As readers of this Blog will know, I primarily mediate litigated money cases in the Province of Ontario. Yes, there is a basic template for mediating these cases: a mediator attempts to facilitate an orderly march to apparent true points of monetary resistance with a final push to bridge the gap. And…it’s much more than that.
In years gone by when I attended meetings and conferences of mediators I was frequently told that what I was doing was not “real” mediation. You may appreciate that this tends to have a dampening effect on one’s enthusiasm for attending future such meetings and conferences.
Over the years the impact on me of such attacks (for that’s how they feel) has faded significantly from invoking angst-filled self-disgust to now being little more than minor irritation.
But that minor irritation was felt once again with the September 14th article by highly respected Ontario family law practitioner and adjunct professor Linda Ippolito entitled “ADR has lost its ‘alternative’ way”. I invite you to read the full article.
I have no argument with many of the points raised by Ms. Ippolito. I certainly agree that mediators must continually be striving to acquire knowledge and competencies in the “three Ps: pedagogy, practice and process.”

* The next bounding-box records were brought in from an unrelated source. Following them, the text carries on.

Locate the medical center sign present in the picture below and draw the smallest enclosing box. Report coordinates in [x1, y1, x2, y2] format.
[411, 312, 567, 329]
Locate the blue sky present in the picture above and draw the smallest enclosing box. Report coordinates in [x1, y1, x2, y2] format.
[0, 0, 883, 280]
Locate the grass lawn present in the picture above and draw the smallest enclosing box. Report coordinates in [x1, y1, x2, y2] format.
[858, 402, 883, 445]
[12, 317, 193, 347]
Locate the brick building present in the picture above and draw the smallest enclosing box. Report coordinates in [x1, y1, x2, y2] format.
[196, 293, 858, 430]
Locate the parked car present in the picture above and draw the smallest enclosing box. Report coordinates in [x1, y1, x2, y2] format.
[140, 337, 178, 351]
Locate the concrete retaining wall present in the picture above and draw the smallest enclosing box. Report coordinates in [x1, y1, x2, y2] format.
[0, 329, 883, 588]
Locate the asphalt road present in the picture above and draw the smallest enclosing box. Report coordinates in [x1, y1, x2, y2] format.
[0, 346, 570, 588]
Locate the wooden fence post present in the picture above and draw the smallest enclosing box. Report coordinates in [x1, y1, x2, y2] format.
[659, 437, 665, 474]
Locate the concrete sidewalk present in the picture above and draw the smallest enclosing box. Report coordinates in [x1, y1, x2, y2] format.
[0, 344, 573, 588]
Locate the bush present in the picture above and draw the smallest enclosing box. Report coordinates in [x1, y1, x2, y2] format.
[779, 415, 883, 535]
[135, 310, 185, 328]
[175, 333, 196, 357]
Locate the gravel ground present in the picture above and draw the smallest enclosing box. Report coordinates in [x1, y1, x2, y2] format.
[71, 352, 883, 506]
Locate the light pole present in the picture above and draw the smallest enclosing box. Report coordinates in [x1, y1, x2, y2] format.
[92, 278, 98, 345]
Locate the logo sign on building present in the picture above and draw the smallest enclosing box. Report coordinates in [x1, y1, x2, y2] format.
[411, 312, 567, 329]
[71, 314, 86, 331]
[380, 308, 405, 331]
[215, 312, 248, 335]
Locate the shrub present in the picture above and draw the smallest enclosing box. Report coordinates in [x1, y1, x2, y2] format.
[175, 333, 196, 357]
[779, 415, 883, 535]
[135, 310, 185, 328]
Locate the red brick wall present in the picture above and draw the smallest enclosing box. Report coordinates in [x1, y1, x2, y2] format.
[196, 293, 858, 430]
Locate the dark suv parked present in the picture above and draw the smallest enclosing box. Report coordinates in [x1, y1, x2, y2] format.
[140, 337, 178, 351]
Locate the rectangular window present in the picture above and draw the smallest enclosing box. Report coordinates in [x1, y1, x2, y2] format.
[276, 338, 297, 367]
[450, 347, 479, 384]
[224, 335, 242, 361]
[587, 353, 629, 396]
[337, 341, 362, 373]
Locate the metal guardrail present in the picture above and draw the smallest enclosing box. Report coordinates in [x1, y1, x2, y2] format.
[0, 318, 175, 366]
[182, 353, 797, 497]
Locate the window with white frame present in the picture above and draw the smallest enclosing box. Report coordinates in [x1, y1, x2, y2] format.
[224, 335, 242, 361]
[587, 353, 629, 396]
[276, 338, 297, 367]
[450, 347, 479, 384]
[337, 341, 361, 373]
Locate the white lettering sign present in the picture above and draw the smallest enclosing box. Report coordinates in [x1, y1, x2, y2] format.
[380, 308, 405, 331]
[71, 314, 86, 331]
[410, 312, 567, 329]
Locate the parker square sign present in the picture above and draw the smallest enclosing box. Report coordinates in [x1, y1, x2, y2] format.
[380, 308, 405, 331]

What I do have a problem with is the suggestion (and maybe I’m just being hyper-sensitive) that the model of mediation that has become the norm for mediating litigated cases in this Province is somehow without value and deficient.
Scores of commercial mediations occur across Ontario each business day. While I am not burdened by any recent studies to quote, my sense is that the vast majority of those mediations result in settlement. Those settlements don’t just happen. They are not the product of the mechanical application of “standardized, dehydrated ‘five-step’ formulas” applied by retired judges and lawyers with a weekend course under their belt.
Each case brings a (sometimes highly sophisticated) matrix of legal and factual issues overlaid by an always complex mix of personalities, motivations and interests. While each mediator’s style is uniquely his or her own, to be successful, to achieve settlements, to attract new mediation business, mediators have to be able to assimilate all of this information, gain the trust of all parties and facilitate their journey to resolution. That, my friends, is as much art as it is science and we shouldn’t be shy about letting people know. In this jurisdiction the government, the Courts and the marketplace have all recognized the significant value of the current model of mediation.
Could this model of mediation be improved? Absolutely! And it is being improved every day as mediators gain experience, try different techniques and approaches and collect feedback from their users.
In the past 20 years mediation has assumed a crucial role in the administration of justice in this Province. That achievement speaks both to the power of the model of mediation employed and the skills of the mediators. There is certainly room for a new collaborative approach – among mediators themselves; an approach that celebrates achievements to date, that shares the successes, and yes, the failures and seeks to learn from both, and most importantly, that recognizes the diversity inherent in the mediation process and that accepts, respects and encourages that diversity.
Thank you for sticking with me this far. Thus endeth the rant.